Google Calendar: The calendar can be shared among members of the research team and all members can access the calendar from the web.  Use the calendar to display when team members are available and the times for subject appointments. To maintain confidentiality, do not include identifying information about research participants. http://www.google.com/calendar

Google Spreadsheet: This online spreadsheet is an enormously useful tool for keeping track of data collection activities.  Columns can be set up listing who ran the subject, any data collection issues that came up, whether data has been entered in the database, etc; whatever you need to track.  The advantage over using a Microsoft Excel spreadsheet is that all researchers can view and modify the most updated spreadsheet over the web. http://spreadsheets.google.com However, I would not recommend the spreadsheet for keeping track of the data itself or for any information that would be identifying.

Data Entry

When I was a staff psychologist at the Menninger Clinic Child and Family Center I learned a neat trick about managing datasets.  We were fortunate to have on staff a database management expert and a statistical consultant and they had several good ideas about collecting data across multiple projects. One of the most useful lessons involved using Microsoft Access for data management.

Microsoft Access, a relational database that is included with most Microsoft Office installations, offers many advantages over entering data directly into a spreadsheet or statistical analysis program.  Although Access has a fairly steep learning curve, once the data is entered it is simple to export the data into an Excel file that can be read by SPSS.  In Access, a separate table is created for each of the tests we administer, and they are all linked by the subject ID to the participant’s demographic information. The person entering data sees a form with tabs across the top for each test. Clicking on a tab takes one to a form that allows for data entry specific to that test.  Note that in Access the variables are named “fields” and can store numbers, text excerpts, and longer pieces of data such as whole stories (such as TAT stories).
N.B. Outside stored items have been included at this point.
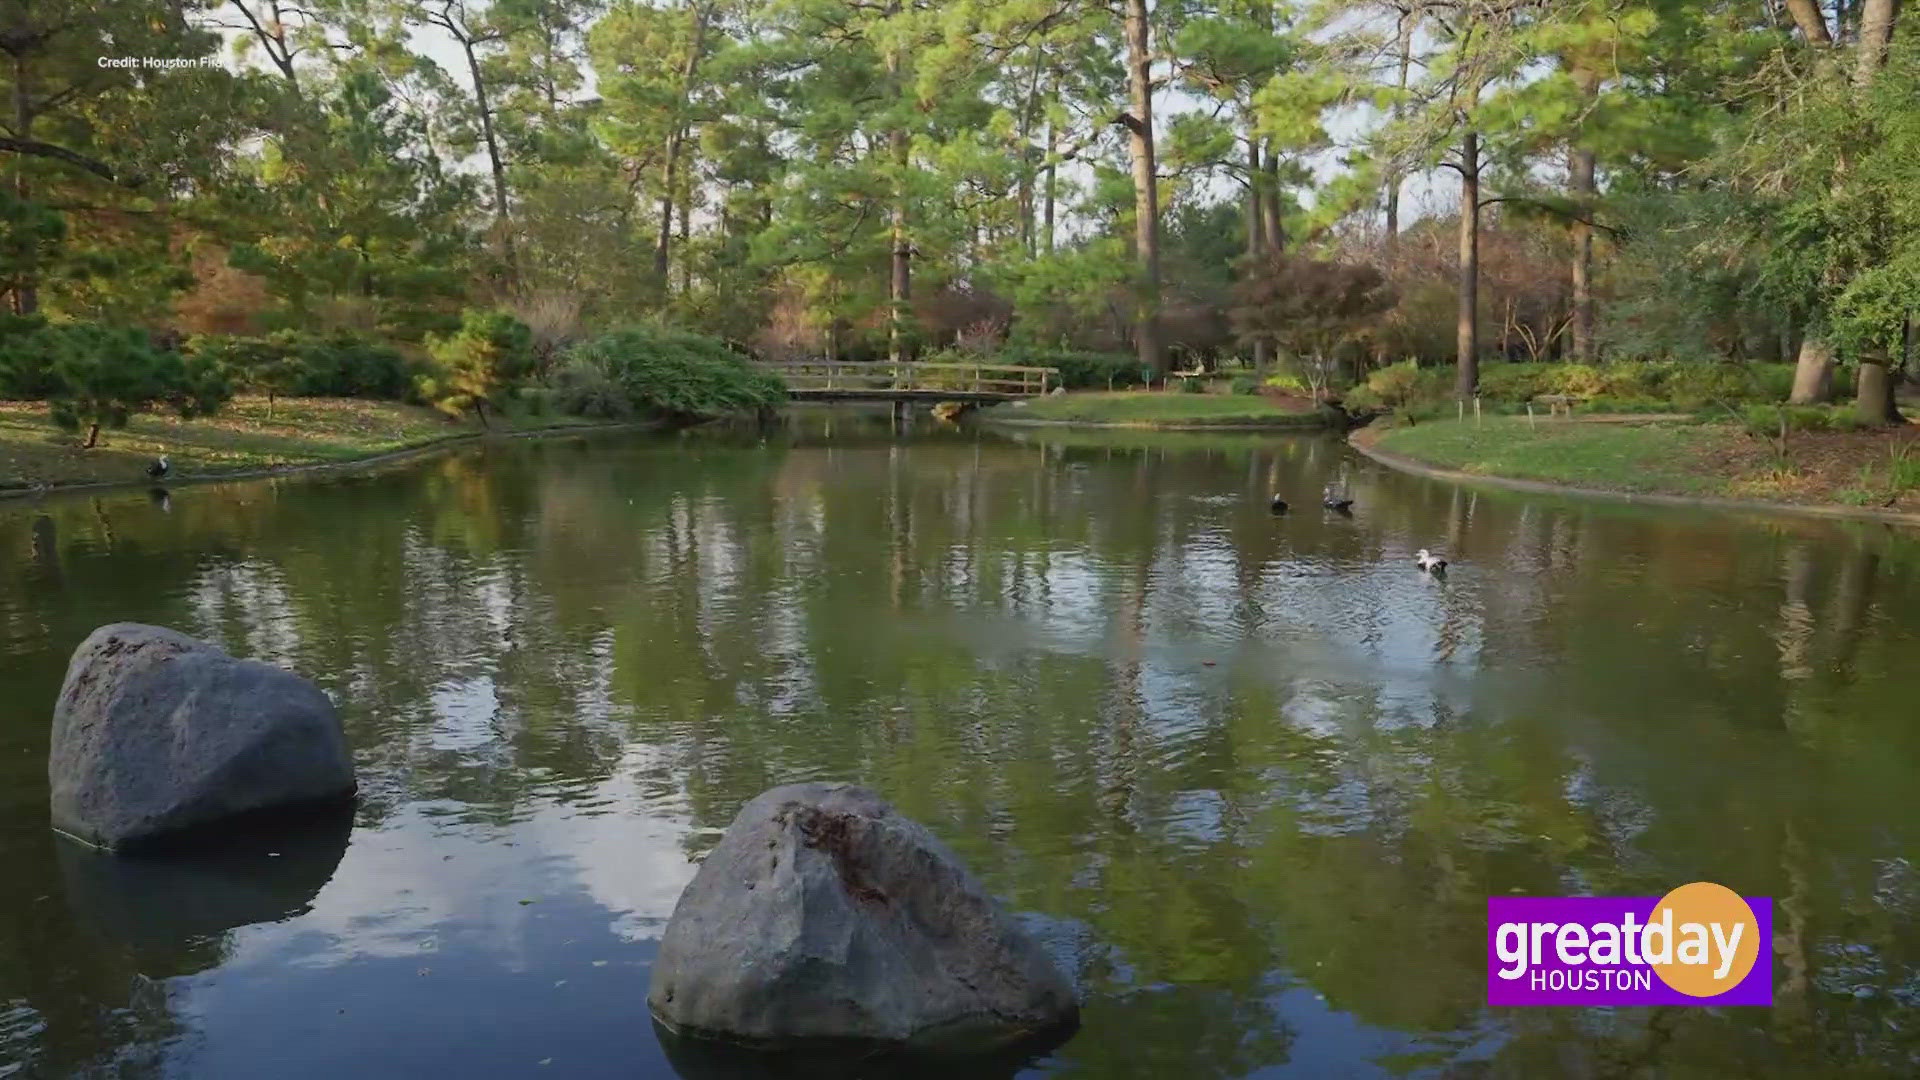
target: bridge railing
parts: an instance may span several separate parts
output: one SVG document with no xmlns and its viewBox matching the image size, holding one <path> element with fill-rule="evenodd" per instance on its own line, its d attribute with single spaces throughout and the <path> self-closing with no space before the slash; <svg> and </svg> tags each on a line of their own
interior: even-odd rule
<svg viewBox="0 0 1920 1080">
<path fill-rule="evenodd" d="M 780 376 L 800 394 L 955 393 L 1023 397 L 1045 394 L 1060 383 L 1060 369 L 1019 364 L 858 362 L 799 360 L 756 365 Z"/>
</svg>

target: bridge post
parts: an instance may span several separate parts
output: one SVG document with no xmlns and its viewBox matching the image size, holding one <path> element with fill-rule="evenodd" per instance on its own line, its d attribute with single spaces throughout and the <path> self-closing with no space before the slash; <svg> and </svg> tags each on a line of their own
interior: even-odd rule
<svg viewBox="0 0 1920 1080">
<path fill-rule="evenodd" d="M 905 427 L 913 419 L 913 402 L 901 398 L 893 403 L 893 426 Z"/>
</svg>

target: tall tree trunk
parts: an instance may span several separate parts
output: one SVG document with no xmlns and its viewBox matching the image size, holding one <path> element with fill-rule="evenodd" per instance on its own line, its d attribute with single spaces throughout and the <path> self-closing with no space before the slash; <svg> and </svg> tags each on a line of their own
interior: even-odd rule
<svg viewBox="0 0 1920 1080">
<path fill-rule="evenodd" d="M 449 29 L 455 25 L 451 19 Z M 480 110 L 480 136 L 487 145 L 487 164 L 493 169 L 493 227 L 500 234 L 500 256 L 507 264 L 507 286 L 518 288 L 520 270 L 513 253 L 513 224 L 507 216 L 507 163 L 500 156 L 500 140 L 493 132 L 493 107 L 487 103 L 487 80 L 480 75 L 480 58 L 474 54 L 474 38 L 464 29 L 454 30 L 455 40 L 467 54 L 467 72 L 473 77 L 473 100 Z"/>
<path fill-rule="evenodd" d="M 1267 148 L 1266 186 L 1260 194 L 1266 205 L 1260 211 L 1260 225 L 1266 230 L 1266 248 L 1270 255 L 1278 255 L 1287 249 L 1287 223 L 1280 216 L 1280 155 Z"/>
<path fill-rule="evenodd" d="M 692 20 L 692 33 L 687 35 L 687 55 L 680 62 L 680 97 L 673 110 L 673 126 L 667 130 L 666 161 L 660 166 L 660 234 L 653 247 L 653 276 L 659 279 L 660 289 L 668 287 L 668 256 L 673 245 L 673 201 L 679 193 L 675 186 L 680 178 L 680 152 L 686 145 L 689 123 L 687 108 L 693 101 L 693 77 L 700 70 L 700 54 L 707 44 L 707 19 L 712 14 L 713 4 L 695 3 L 687 9 L 687 17 Z"/>
<path fill-rule="evenodd" d="M 1260 137 L 1247 126 L 1247 273 L 1260 272 L 1266 254 L 1266 206 L 1260 198 Z M 1262 334 L 1253 339 L 1253 370 L 1261 375 L 1273 363 L 1273 342 Z"/>
<path fill-rule="evenodd" d="M 1833 397 L 1833 349 L 1826 339 L 1808 334 L 1800 341 L 1800 357 L 1793 368 L 1791 405 L 1816 405 Z"/>
<path fill-rule="evenodd" d="M 900 5 L 888 7 L 898 13 Z M 907 92 L 905 67 L 899 47 L 887 53 L 887 80 L 896 97 Z M 900 363 L 907 359 L 907 304 L 913 296 L 913 240 L 907 232 L 907 170 L 912 164 L 912 146 L 907 129 L 896 125 L 887 132 L 887 153 L 893 162 L 892 206 L 887 212 L 887 233 L 891 254 L 887 273 L 887 359 Z M 974 221 L 974 244 L 979 244 L 980 223 Z"/>
<path fill-rule="evenodd" d="M 1400 13 L 1399 33 L 1396 51 L 1399 53 L 1399 74 L 1394 85 L 1402 93 L 1407 89 L 1407 74 L 1413 68 L 1413 32 L 1419 24 L 1415 9 L 1408 8 Z M 1398 113 L 1400 103 L 1394 102 L 1394 112 Z M 1391 254 L 1400 243 L 1400 170 L 1389 169 L 1386 177 L 1387 189 L 1387 252 Z"/>
<path fill-rule="evenodd" d="M 1854 59 L 1853 83 L 1866 89 L 1887 63 L 1887 45 L 1893 40 L 1893 23 L 1900 15 L 1900 0 L 1866 0 L 1860 7 L 1860 51 Z"/>
<path fill-rule="evenodd" d="M 1820 0 L 1787 0 L 1787 14 L 1793 16 L 1793 24 L 1808 41 L 1815 45 L 1833 44 L 1833 34 L 1827 29 L 1827 17 L 1820 10 Z"/>
<path fill-rule="evenodd" d="M 1893 369 L 1882 350 L 1863 353 L 1854 383 L 1853 413 L 1862 424 L 1876 427 L 1903 422 L 1893 403 Z"/>
<path fill-rule="evenodd" d="M 693 288 L 693 260 L 687 258 L 687 240 L 693 235 L 692 227 L 693 193 L 680 200 L 680 295 L 685 296 Z"/>
<path fill-rule="evenodd" d="M 680 133 L 667 136 L 666 160 L 660 166 L 660 232 L 653 243 L 653 276 L 660 291 L 667 289 L 667 257 L 673 246 L 673 188 L 679 182 Z"/>
<path fill-rule="evenodd" d="M 13 54 L 13 130 L 22 140 L 33 138 L 33 96 L 28 89 L 27 58 L 24 53 Z M 13 158 L 13 194 L 22 204 L 29 201 L 31 188 L 27 185 L 27 159 L 16 154 Z M 38 260 L 34 260 L 37 262 Z M 38 266 L 23 266 L 13 282 L 13 313 L 32 315 L 40 310 Z M 93 445 L 89 442 L 87 445 Z"/>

Let’s say five projects are being run using a data set, each with samples differing in demographic criteria and utilizing tests with different exclusion criteria. Simply set up queries in the database that allow demographic and test data for each project to be pulled out into separate tables that can be exported into SPSS for analysis.  One minor downside is that while variable names (e.g., gender) are easily exported, their does not seem to be a way to bring value labels into SPSS from Access (e.g., 1 = male; 2 = female). 

Using Access with repeated measure designs. If you will be administering the same measure to subjects on several occasions, be sure you create a separate field for each datapoint as SPSS will require the data from each subject to be on one row. For example, if you were administering the same IQ test 3 times, you would need 9 variables: Verbal1 Performance1 FullScale1, Verbal2 Performance2 FullScale2, Verbal3 Performance3 FullScale3. As mentioned above, a tabbed form can be used for each test administered. For tests administered several times, consider another tabbed form, with each tab showing one time interval. For example, on the tabbed form WAIS-III, the tabbed subform would have three tabs: Pretest, Posttest, and Follow-Up, each showing the fields for the scores obtained at that time.

Narrative and Story Data Coding

For researchers working with narrative, interview, or story data, such as TAT stories, once the data is typed into Microsoft Access memo fields (or pasted from a Microsoft Word document into Access), the narrative data can easily be displayed as “reports” and printed for data coding purposes. For example, with the TAT data in the database, it takes only a few minutes to create a query that would print TAT Cards 2, 12M, and 3BM for a set of subjects that meet specified criteria, one card per page, with a seven-digit ID number on each page.